A company’s enterprise value is equal to its market capitalization, or market cap, plus its total debt minus its cash. While a company’s market cap represents the market value of only its common stock, its enterprise value is the value of the company as a whole, including its debt. A company can buy, or take over, another company by buying all of its common stock, but it would also be taking on the target company’s debt and gaining its cash. Enterprise value is equivalent to the total takeover price to own a company free and clear of debt.
1. Find a public company’s most recent balance sheet in either its quarterly report on Form 10-Q, or in its 10-K annual report. You can obtain these reports from the investor relations section of its website, or online from the U.S. Securities and Exchange Commission’s EDGAR database.
2. Identify the amount of the company’s total liabilities and the amount of its cash, listed on its balance sheet. The amount of a company’s total liabilities is equivalent to its total debt. For example, assume a company has $50,000 in total liabilities and $20,000 in cash.

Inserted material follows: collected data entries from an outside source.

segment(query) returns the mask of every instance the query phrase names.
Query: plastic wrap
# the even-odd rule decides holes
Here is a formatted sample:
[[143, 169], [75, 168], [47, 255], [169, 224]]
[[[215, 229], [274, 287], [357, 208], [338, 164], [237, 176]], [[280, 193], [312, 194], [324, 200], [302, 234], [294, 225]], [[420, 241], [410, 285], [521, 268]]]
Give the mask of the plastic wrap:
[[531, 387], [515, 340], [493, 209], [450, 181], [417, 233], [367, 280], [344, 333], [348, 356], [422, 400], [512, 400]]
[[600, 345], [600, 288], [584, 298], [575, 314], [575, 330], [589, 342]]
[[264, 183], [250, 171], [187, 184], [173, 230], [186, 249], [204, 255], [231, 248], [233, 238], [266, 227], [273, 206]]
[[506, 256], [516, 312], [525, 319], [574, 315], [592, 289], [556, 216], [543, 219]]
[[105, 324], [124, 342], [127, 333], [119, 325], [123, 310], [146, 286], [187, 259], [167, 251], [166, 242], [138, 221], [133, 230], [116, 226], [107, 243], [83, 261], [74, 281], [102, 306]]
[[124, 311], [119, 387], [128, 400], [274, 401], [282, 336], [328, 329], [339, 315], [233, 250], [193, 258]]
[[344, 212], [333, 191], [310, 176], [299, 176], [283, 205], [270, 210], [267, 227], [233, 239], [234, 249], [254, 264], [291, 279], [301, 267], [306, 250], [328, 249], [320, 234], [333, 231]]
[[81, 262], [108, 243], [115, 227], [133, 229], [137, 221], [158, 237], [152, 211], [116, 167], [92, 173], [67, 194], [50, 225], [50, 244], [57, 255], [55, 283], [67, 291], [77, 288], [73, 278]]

3. Visit a financial website that provides stock information. Find the amount of the company’s market cap. In the example from the previous step, assume the company has a market cap of $100,000.
4. Add together the company’s total liabilities and market cap. In this example, add the $100,000 market cap and $50,000 in total liabilities to get $150,000.
5. Subtract the company’s cash from your result to calculate its enterprise value. Continuing with the example, subtract $20,000 in cash from $150,000 to get $130,000 in enterprise value.